Image - Black Hat 2022
  1. La Black Hat, qu’est-ce que c’est ?
  2. Briefings – Keynote 1
  3. Briefings – Aikido
  4. Briefings – Strategies for World-Class Security Operations
  5. Briefings – Aftermath of social pentest
  6. Briefings – Thresholds are for old threats
  7. Pour conclure

Il y a quelques mois, j’apprenais qu’une collègue allait tenir une conférence à la Black Hat. Une histoire de Machine Learning qui améliorerait le niveau de détection du SOC ; mais j’y reviendrai. La Black Hat, un nom qui sonne prestigieux à mes oreilles, mais assez obscur. Et pour l’occasion, Néosoft a accepté de m’y envoyer pour soutenir cette collègue, et également participer à la partie Briefing de la Black Hat. J’en avais déjà entendu parler, mais des salons portés sur la cybersécurité, il y en a quelques-uns, donc je n’étais pas vraiment sûr à quoi m’attendre. Alors ni une, ni deux, je me suis penché sur l’événement pour préparer les deux jours sur place.

La Black Hat, qu’est-ce que c’est ?

Le terme de Black Hat ne m’est pas inconnu, loin de là. Il s’agit d’un terme pour désigner les pirates informatiques mal intentionnés. Mais outre ces hackers, la Black Hat est depuis 1997 une société fondée par Jeff Moss (aussi fondateur de la DEF CON) qui organise des forums où de nombreux experts viennent faire des conférences, présenter les nouvelles tendances, quelques formations aussi, le tout porté sur la cybersécurité.
Il existe aujourd’hui 3 versions de ce salon aux USA, en Asie, et en Europe. C’est cette dernière qui nous intéresse, et qui a lieu depuis quelques années à Londres, début décembre dernier.

Nous sommes donc allés à Londres avec une partie de notre équipe Cyberdéfense, notamment pour participer aux Briefings. La Black Hat se divise en 3 activités :

  • les Briefings,
  • les Trainings,
  • et l’Arsenal.

La première partie se concentre sur les deux derniers jours, et propose plusieurs dizaines de conférences traitant de différents sujets (Malware, Cloud, Crypto, Machine Learning, etc.). Les Trainings, comme le nom l’indique, sont des formations techniques allant des dernières techniques de pentest ou d’exploitations de vulnérabilités à la construction et défense d’un système SCADA. Ils sont proposés sur les 4 jours que dure l’évènement. L’Arsenal, quant à lui, est un espace réservé aux démonstrations.

Briefings – Keynote 1

La Black Hat a débuté le mercredi matin par une keynote d’ordre générale animée par Daniel CUTBERT. Ce dernier nous a proposé d’ouvrir le salon avec une réflexion qui peut surprendre à première vue, mais qui est plus pertinente qu’elle ne peut le paraître :

THINK ABOUT TIME

En effet, le temps est un élément plus que central dans la sécurité informatique. On peut le constater rapidement lors qu’on analyse quelques indicateurs types : le temps moyen entre les défaillances (TMD ou MTBF en anglais), le temps moyen de réparation (TMR ou MTTR en anglais), la disponibilité (notamment calculée avec la formule TMD/(TMD+TMR)), temps de réponse aux demandes clients, etc.

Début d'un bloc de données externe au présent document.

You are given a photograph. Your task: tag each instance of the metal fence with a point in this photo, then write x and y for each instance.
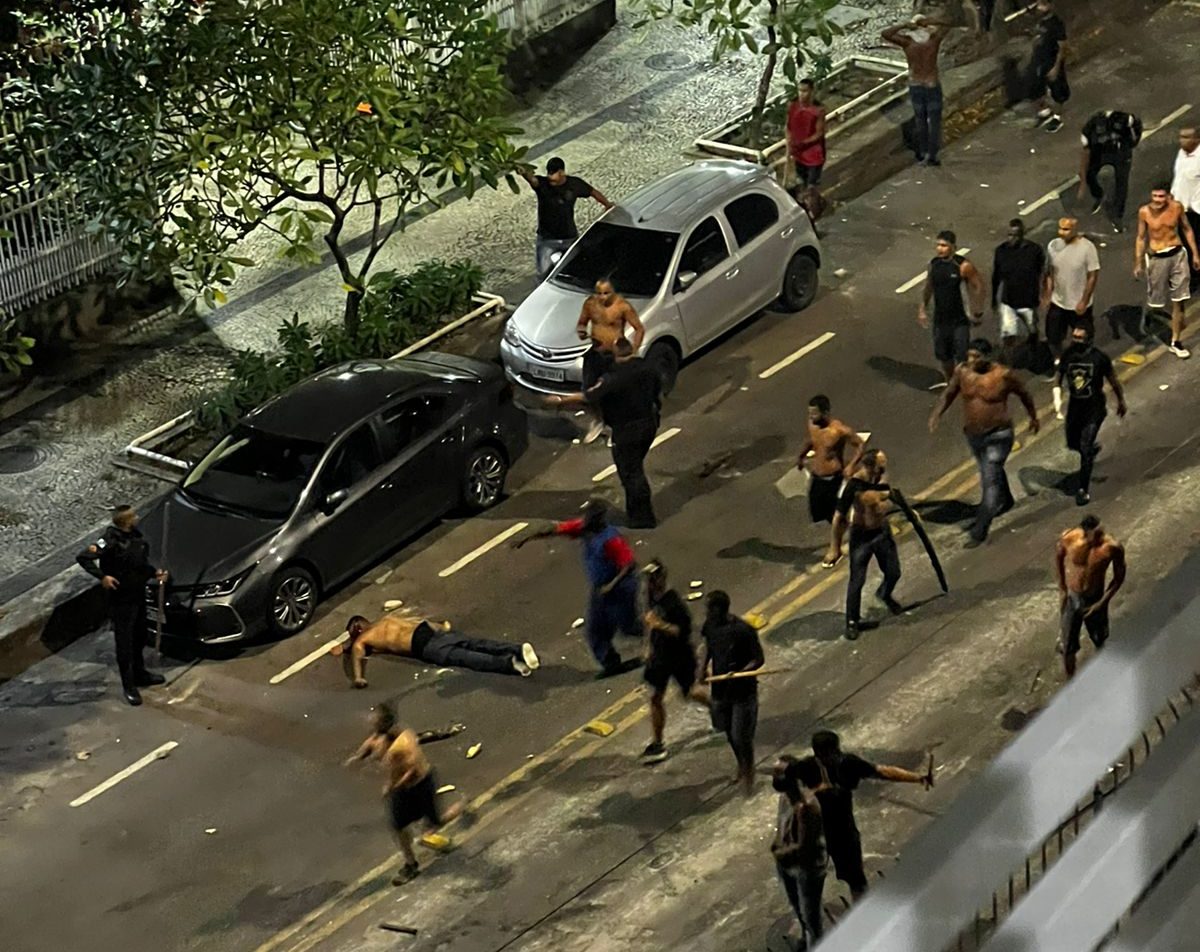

Aujourd’hui, nous utilisons principalement le temps pour évaluer le bon fonctionnement de nos services. Réduire ces différents indicateurs temporels ne nous permet pas seulement de gagner en satisfaction client, cela permet également de diminuer les risques. En réduisant les délais, on réduit les préjudices. Prenons l’exemple d’un rançongiciel. Si une entreprise met 5 jours à restaurer une sauvegarde de ses données, mais que l’attaquant demande de payer la rançon en 3 jours, lorsque l’entreprise sera attaquée, il y aura un trou dans la balance. La direction de l’entreprise prendra rapidement le parti de payer, ce qui, vous vous en doutez, est fortement déconseillé par tous les professionnels de la cybersécurité.

Après ce petit discours d’ouverture, avec les collègues de Cyberdéfense, nous nous sommes répartis certaines conférences qui nous semblaient intéressantes, mais se déroulant aux mêmes horaires. Nous nous sommes donc séparés pour optimiser notre venue.

Briefings – Aikido

Tandis que certains des collègues se rendaient dans l’Arsenal pour assister à quelques démonstrations ou échanger avec des éditeurs, je me suis dirigé vers une salle de Briefing où Or YAIR, de la société SafeBreach, présentait son produit Aikido. Cet outil permet de mettre en avant une nouvelle génération de menaces sur les solutions de sécurité pour terminaux (autrement appeler EDR).

Think about time. La réflexion de Daniel CUTBERT lors de la keynote d’ouverture n’était peut-être pas si anodine, puisque Aikido s’appuie sur une vulnérabilité TOCTOU (Time Of Check – Time Of Use). Cette technique utilise une vulnérabilité sur un décalage de temps entre le moment où une condition est vérifiée, et le moment où cette même condition est utilisée. Un attaquant peut l’exploiter pour contourner les contrôles de sécurité en modifiant le système ou l’environnement.

De l’autre côté, nous avons les EDRs avec un superpouvoir très spécial : la possibilité de supprimer n’importe quel fichier sur un système, quels que soient les privilèges requis pour le supprimer. Ils ont cette capacité parce que n’importe quel fichier sur le système pourrait potentiellement être malveillant, ils doivent donc prendre les mesures si nécessaires. Or les principaux produits EDR demandent à l’utilisateur quand il souhaite supprimer un fichier détecter en tant que Malware. Il y a alors un délai entre le temps de détection et le moment où la menace est supprimée.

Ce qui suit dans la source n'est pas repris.